Günaltay Sezin, Ghiboub Mohammed, Hultgren Olof, Hörnquist Elisabeth Hultgren
School of Medical Sciences, Faculty of Medicine and Health, Örebro University, 70182, Örebro, Sweden.
Academic Medical Center, Tytgat Institute for Liver and Intestinal Research, Amsterdam University, 1105 BK, Amsterdam, The Netherlands.
Dig Dis Sci. 2017 May;62(5):1204-1215. doi: 10.1007/s10620-016-4422-9. Epub 2017 Jan 2.
Microscopic colitis, comprising collagenous colitis and lymphocytic colitis, is a common cause of chronic diarrhea. Previously, we showed enhanced chemokine productions in microscopic colitis patients, indicating dysregulated immune cell chemotaxis in the immunopathogenesis. We also showed decreased mRNA of IL-37, mainly regarded as an anti-inflammatory cytokine, in the colonic mucosa of these patients, potentially an important factor for the chronicity of the colitis. Our aim in this study was to understand the possible role of IL-37 in chemokine production using a cell line model.
A colon epithelial cell line, T84, was stimulated with the TLR5 ligand flagellin. IL-37 protein production was reduced 20% using the CRISPR/Cas9 system, and the changes in chemokine mRNA and protein expressions were compared to cells transfected with empty plasmid.
The 20% reduction in IL-37 protein levels spontaneously increased CCL5, CXCL8, CXCL10, and CXCL11 mRNA and protein expressions. CCL2 mRNA and protein levels were enhanced upon TLR5 stimulation. CCL3, CCL20, and CXCL1 mRNA expressions were increased either spontaneously or following TLR5 stimulation, whereas CCL4 and CCL22 mRNA expressions were significantly decreased.
Even a minor decrease in the ability of colon epithelial cells to produce IL-37 results in altered chemokine expression, mainly an increase in the production of several chemokines.
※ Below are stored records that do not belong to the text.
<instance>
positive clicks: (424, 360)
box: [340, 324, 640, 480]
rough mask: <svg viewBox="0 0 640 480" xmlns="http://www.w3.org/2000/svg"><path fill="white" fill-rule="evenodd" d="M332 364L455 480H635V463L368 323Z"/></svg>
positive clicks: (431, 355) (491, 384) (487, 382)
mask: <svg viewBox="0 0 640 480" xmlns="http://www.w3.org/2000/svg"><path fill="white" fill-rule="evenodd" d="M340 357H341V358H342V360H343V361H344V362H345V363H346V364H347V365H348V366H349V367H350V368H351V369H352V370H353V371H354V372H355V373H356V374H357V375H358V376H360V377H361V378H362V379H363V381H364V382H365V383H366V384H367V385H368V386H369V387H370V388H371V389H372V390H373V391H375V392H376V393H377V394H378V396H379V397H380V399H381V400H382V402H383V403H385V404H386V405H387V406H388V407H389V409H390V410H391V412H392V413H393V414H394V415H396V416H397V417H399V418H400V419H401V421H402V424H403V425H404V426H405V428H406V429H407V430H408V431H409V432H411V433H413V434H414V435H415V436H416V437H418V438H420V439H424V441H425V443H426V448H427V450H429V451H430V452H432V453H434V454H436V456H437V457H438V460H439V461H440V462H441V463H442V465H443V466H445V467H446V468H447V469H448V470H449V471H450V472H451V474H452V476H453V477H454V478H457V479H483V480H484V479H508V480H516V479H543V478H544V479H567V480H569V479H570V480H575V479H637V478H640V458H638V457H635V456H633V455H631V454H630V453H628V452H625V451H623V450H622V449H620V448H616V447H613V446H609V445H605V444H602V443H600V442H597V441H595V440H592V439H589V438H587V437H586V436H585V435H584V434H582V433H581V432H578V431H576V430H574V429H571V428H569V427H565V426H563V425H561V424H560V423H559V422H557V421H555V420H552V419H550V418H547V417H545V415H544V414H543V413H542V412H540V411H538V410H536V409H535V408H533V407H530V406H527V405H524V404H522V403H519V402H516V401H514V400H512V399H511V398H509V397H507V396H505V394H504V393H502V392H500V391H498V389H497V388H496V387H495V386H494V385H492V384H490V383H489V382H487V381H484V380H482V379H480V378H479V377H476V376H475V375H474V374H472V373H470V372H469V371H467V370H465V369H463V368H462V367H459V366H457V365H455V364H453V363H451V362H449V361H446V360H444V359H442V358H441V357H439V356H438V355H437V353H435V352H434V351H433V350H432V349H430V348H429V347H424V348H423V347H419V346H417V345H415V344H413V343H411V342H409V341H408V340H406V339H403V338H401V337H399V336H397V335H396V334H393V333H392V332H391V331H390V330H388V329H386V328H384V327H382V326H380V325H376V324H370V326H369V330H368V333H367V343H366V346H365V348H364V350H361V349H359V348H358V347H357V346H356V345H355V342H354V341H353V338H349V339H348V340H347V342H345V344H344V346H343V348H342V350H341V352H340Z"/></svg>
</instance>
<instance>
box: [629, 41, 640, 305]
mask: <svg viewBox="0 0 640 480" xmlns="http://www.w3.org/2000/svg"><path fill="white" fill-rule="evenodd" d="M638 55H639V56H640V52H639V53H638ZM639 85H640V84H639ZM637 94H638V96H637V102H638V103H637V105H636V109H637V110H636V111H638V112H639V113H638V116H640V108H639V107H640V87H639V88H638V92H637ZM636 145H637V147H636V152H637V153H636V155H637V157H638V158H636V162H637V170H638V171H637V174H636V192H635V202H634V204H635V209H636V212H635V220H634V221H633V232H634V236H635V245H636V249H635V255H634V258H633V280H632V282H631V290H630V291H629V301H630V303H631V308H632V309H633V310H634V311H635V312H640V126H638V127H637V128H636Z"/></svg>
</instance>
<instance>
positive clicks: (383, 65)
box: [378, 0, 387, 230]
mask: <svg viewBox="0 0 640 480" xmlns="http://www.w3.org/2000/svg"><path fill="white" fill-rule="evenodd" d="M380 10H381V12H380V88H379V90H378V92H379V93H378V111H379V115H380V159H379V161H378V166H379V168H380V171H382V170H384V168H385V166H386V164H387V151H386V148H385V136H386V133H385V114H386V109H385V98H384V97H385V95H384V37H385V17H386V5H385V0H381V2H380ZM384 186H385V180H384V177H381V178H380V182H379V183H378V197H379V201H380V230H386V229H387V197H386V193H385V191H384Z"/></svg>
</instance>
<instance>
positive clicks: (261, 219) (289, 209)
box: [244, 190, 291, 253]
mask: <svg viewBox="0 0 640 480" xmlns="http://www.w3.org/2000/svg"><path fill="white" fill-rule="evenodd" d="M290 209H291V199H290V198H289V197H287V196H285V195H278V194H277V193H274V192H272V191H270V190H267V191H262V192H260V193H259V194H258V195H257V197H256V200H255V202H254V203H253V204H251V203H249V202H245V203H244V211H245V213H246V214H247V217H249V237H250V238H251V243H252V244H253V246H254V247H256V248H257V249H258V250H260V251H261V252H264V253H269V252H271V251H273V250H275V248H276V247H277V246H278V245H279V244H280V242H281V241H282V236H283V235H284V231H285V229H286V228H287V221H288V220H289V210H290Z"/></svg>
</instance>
Our results indicate that a decreased IL-37 expression by colon epithelial cells may be an important factor for increasing the recruitment of immune cells and subsequently developing microscopic colitis.
显微镜下结肠炎,包括胶原性结肠炎和淋巴细胞性结肠炎,是慢性腹泻的常见病因。此前,我们发现显微镜下结肠炎患者体内趋化因子生成增加,这表明免疫发病机制中免疫细胞趋化作用失调。我们还发现这些患者结肠黏膜中白细胞介素-37(IL-37)的信使核糖核酸(mRNA)水平降低,IL-37主要被视为一种抗炎细胞因子,这可能是结肠炎慢性化的一个重要因素。本研究的目的是使用细胞系模型了解IL-37在趋化因子生成中的可能作用。
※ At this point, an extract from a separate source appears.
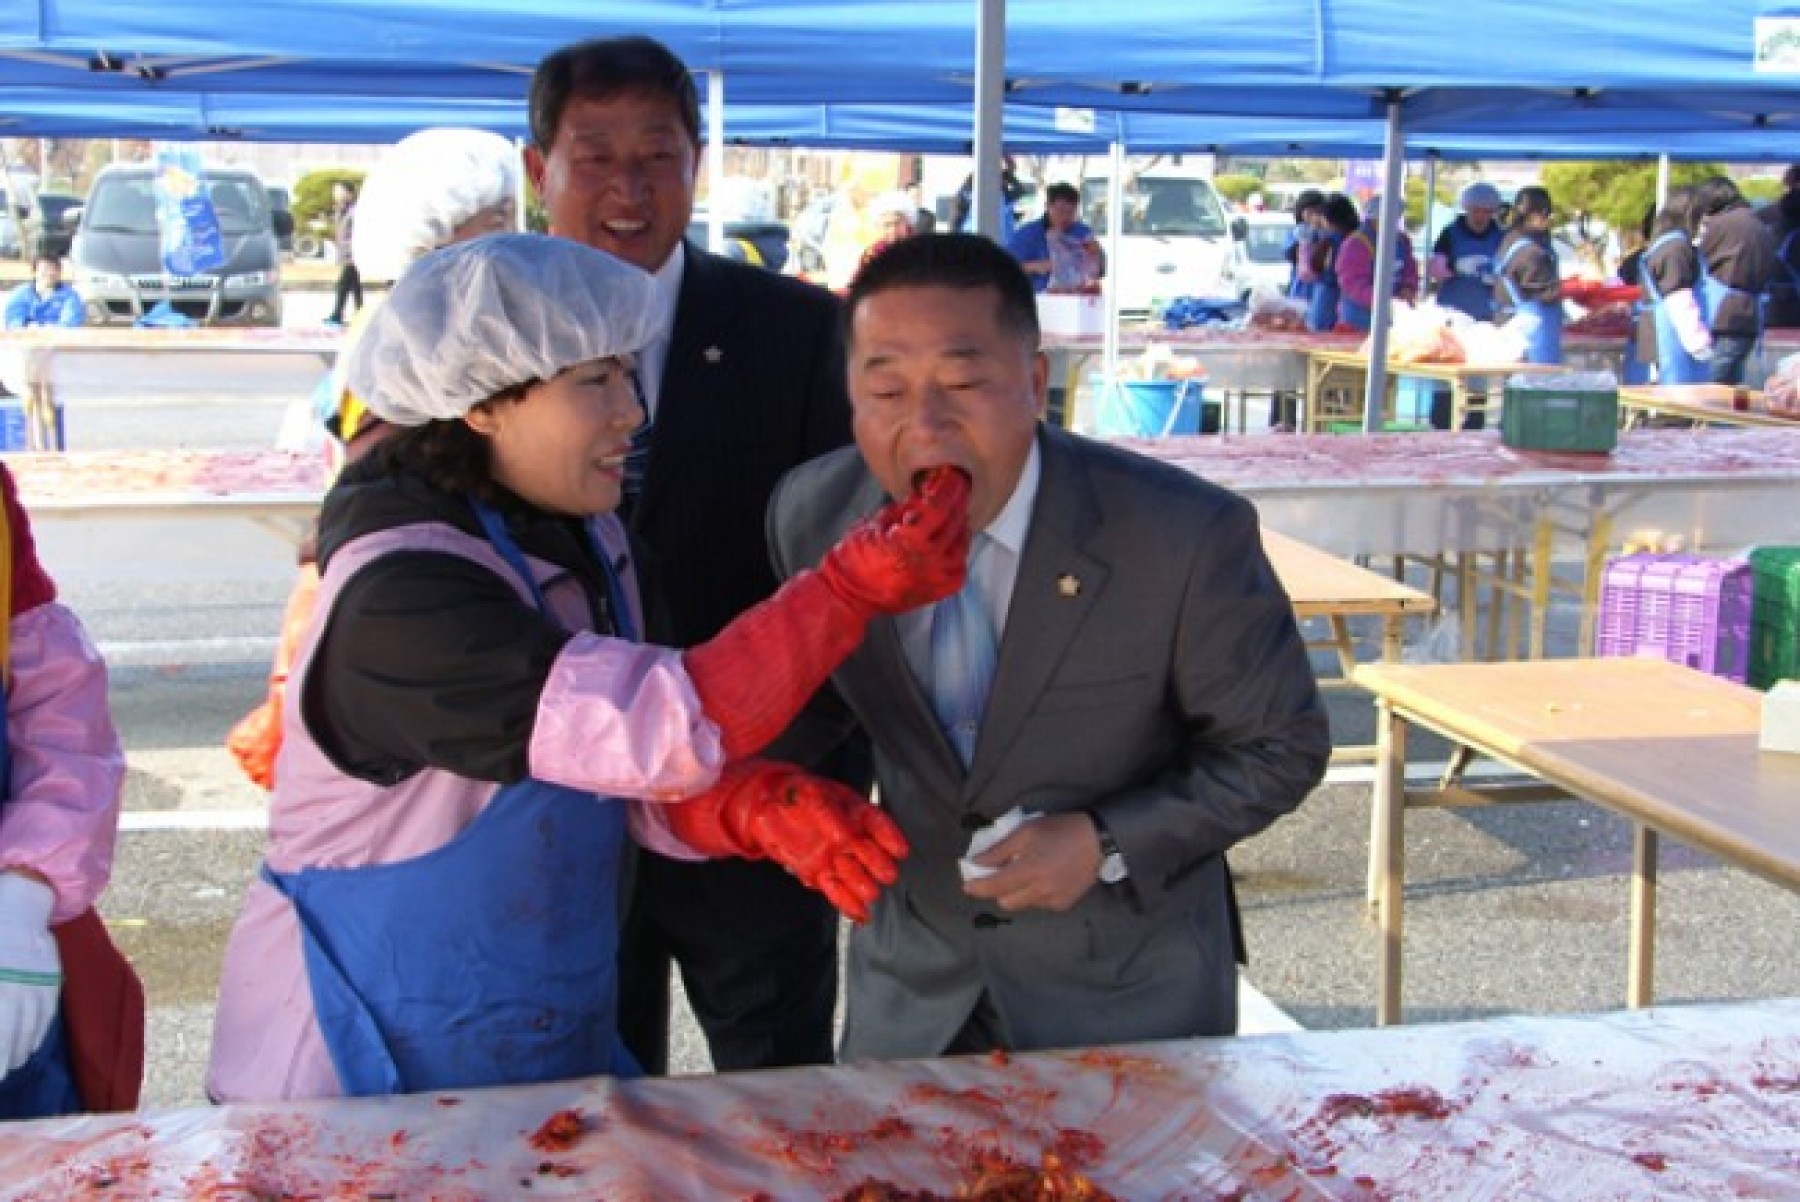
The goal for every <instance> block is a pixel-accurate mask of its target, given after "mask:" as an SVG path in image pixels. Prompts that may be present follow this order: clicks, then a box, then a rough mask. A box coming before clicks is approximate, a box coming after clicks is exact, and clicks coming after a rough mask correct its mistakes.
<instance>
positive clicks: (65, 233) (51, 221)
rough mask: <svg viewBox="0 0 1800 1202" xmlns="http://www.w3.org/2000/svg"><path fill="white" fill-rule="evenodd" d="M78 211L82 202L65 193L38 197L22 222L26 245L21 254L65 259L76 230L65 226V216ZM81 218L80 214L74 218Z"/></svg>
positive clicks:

用Toll样受体5(TLR5)配体鞭毛蛋白刺激结肠上皮细胞系T84。使用CRISPR/Cas9系统使IL-37蛋白生成减少20%,并将趋化因子mRNA和蛋白表达的变化与转染空质粒的细胞进行比较。
IL-37蛋白水平降低20%会自发增加趋化因子配体5(CCL5)、趋化因子CXCL8、趋化因子CXCL10和趋化因子CXCL11的mRNA及蛋白表达。TLR5刺激后趋化因子CCL2的mRNA和蛋白水平升高。趋化因子CCL3、趋化因子CCL20和趋化因子CXCL1的mRNA表达在自发状态下或TLR5刺激后增加,而趋化因子CCL4和趋化因子CCL22 的mRNA表达显著降低。
即使结肠上皮细胞产生IL-37 的能力出现轻微下降,也会导致趋化因子表达改变,主要是几种趋化因子生成增加。我们的结果表明,结肠上皮细胞IL-37表达降低可能是增加免疫细胞募集并随后发展为显微镜下结肠炎的一个重要因素。